Keeping focused and paying attention to details can be a challenge for adults who had cancer during childhood. Difficulty with these skills may have resulted from the treatments you had or the cancer itself. But like any skill, staying focused and paying attention can be improved with practice and with modifications to your home, work, or school environment. Here are a few tips to get you started.
- Try to work in a physical setting with few distractions. By distractions, we mean anything that might pull your focus away from your work. For example, you might be distracted by noise if your office or work space is near a high-traffic area such as a break room.
- Ask for a work space in a quieter area or keep your door closed when people are coming and going in the hallways.
- If you work in a private office, try playing soft background music. If you are not in a private office wear headphones. Make sure that the music you select is mainly melody. Music with words will compete for your attention.
- Set up the furniture in your work area so that you face the wall rather than a window or the doorway.
- Go to bed at the same time each work night and make sure that you get enough sleep to be rested and alert the next day.
- Set your alarm clock and get up at a set time each day. Leave for work early enough to arrive on time or a little early.
- Leave personal work at home or in the car. Run errands at night.
- Go straight to your desk or office when you get to work. Avoid the morning chit-chat around the coffee pot or water fountain.
- Ask family and friends to call you at work only when matters truly cannot wait until you get home. The same goes for e-mails to your work e-mail account.
- If you are distracted by phone calls during the day, put your phone on silent ring. Leave a polite message telling callers that you are working on a project. Promise to return calls when you take a break for lunch or by the end of the day.
- Turn off your e-mail alerts to avoid frequent distractions. Set scheduled times to review and respond to your e-mail. For example, you may want to read them first thing in the morning and 15 minutes before your lunch break.
- Before you leave work at night, write a “to-do” list for the next day. Refer to it as soon as you get to your desk and keep it posted where you can see it during the day. Check off each item as you complete it.
- Schedule breaks often and work until it’s time to take a break. Reward yourself with a brisk walk around the office or something to drink. Over time, you can stretch out the time between breaks.
- Work on the hardest or longest task when your mind is fresh.
- Keep work for each project in its own folder or place.

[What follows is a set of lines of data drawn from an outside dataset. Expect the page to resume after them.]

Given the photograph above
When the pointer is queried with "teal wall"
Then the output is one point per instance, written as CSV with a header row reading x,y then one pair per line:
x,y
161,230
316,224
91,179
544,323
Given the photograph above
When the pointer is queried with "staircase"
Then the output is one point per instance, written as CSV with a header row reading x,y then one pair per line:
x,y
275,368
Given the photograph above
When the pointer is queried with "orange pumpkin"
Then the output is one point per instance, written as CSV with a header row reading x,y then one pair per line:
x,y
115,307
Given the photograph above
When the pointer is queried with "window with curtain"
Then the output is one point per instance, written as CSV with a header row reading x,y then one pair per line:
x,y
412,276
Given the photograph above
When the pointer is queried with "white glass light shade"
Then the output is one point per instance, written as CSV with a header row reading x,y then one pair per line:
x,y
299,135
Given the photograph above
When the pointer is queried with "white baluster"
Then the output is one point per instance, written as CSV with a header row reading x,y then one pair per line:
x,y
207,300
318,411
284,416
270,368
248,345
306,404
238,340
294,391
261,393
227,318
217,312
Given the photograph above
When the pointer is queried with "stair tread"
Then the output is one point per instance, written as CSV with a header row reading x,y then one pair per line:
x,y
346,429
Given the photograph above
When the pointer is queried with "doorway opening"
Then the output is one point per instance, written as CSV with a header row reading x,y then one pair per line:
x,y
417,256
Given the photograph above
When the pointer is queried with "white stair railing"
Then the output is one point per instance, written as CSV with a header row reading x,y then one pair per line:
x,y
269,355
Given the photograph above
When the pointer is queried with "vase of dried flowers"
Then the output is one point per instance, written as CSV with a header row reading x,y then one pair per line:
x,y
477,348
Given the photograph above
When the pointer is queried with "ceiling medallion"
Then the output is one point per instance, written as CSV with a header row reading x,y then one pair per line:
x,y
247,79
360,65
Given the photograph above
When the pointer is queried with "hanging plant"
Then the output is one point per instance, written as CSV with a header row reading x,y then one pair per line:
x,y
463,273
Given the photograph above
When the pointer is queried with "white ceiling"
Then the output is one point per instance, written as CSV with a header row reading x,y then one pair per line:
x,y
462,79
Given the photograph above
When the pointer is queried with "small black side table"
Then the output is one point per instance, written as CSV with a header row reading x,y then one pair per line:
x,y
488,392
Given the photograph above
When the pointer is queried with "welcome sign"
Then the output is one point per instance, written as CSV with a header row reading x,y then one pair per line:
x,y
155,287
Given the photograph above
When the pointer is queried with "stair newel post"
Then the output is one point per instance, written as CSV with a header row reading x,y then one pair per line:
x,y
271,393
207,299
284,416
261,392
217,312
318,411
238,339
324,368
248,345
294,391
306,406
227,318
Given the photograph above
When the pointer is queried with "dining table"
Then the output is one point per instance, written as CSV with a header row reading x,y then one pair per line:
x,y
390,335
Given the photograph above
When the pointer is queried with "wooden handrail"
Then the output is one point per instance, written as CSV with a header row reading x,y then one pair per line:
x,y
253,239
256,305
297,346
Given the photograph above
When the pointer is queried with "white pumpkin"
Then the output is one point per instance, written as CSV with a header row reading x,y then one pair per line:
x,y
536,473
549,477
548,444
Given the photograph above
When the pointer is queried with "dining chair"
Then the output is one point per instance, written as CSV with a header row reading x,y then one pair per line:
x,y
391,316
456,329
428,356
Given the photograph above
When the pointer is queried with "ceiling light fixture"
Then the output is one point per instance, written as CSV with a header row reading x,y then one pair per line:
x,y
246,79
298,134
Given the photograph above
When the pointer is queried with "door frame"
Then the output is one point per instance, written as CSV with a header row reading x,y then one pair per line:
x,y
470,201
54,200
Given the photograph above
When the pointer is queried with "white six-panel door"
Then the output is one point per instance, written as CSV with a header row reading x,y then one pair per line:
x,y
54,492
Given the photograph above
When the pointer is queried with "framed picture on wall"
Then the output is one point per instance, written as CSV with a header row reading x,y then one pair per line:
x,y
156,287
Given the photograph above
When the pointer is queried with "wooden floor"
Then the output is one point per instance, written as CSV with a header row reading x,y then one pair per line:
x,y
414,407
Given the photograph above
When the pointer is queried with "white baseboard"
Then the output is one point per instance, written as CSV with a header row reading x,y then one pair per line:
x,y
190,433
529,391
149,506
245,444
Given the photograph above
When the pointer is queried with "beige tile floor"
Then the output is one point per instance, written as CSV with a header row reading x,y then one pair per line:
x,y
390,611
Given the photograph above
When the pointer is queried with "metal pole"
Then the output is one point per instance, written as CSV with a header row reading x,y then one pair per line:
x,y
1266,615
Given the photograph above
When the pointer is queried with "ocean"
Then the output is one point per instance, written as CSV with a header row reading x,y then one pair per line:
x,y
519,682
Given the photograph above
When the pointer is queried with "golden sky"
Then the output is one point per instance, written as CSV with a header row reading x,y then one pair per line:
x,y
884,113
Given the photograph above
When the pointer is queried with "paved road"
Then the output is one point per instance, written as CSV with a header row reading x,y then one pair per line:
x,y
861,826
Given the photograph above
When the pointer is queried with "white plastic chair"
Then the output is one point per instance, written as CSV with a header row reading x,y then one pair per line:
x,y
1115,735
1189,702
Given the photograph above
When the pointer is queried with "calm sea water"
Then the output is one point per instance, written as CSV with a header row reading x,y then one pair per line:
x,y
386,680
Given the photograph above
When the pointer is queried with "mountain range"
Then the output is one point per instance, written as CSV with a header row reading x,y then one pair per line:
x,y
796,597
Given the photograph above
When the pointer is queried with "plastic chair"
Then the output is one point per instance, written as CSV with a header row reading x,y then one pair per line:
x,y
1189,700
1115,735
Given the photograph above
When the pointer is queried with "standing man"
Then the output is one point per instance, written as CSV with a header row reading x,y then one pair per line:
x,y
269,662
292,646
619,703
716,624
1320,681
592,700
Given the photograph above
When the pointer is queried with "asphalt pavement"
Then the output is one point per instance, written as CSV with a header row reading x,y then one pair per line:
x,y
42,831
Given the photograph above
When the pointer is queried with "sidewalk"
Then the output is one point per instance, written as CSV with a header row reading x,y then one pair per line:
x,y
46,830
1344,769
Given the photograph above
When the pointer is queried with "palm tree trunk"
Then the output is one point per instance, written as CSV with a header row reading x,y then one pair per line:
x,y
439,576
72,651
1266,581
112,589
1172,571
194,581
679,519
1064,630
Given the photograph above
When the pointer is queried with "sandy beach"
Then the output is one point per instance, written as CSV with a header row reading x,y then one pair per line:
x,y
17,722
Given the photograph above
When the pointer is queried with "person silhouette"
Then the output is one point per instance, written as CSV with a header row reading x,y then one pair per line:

- Before changing tasks, write down what you were doing so that you know where to pick up when you start on it again.
Your Attention, Please!
Focus is half the battle. Attention is the other half.
Work slowly. Check your work often. Here is how you would improve attention to detail with a sample task such as proofreading a memo to your boss.
- Read one time all the way through to make sure that your message makes sense.
- Read again to check for spelling errors or typos. Take a ruler and place it under a line of text. Start at the right-hand margin and read backward one word at a time.
- Read a third time to check facts. For example, is the date right? Do you have all the names and job titles correct? If your memo has numbers, be sure that they add up.
- When you have checked your work, put a sticky note on top with the date and time. This way, you won’t spend time re-checking work that you have already completed.
Final words: Pat yourself on the back for starting and completing each new task. Remember: Beyond a certain point, it doesn’t do any good to keep pushing yourself. Think progress, not perfection!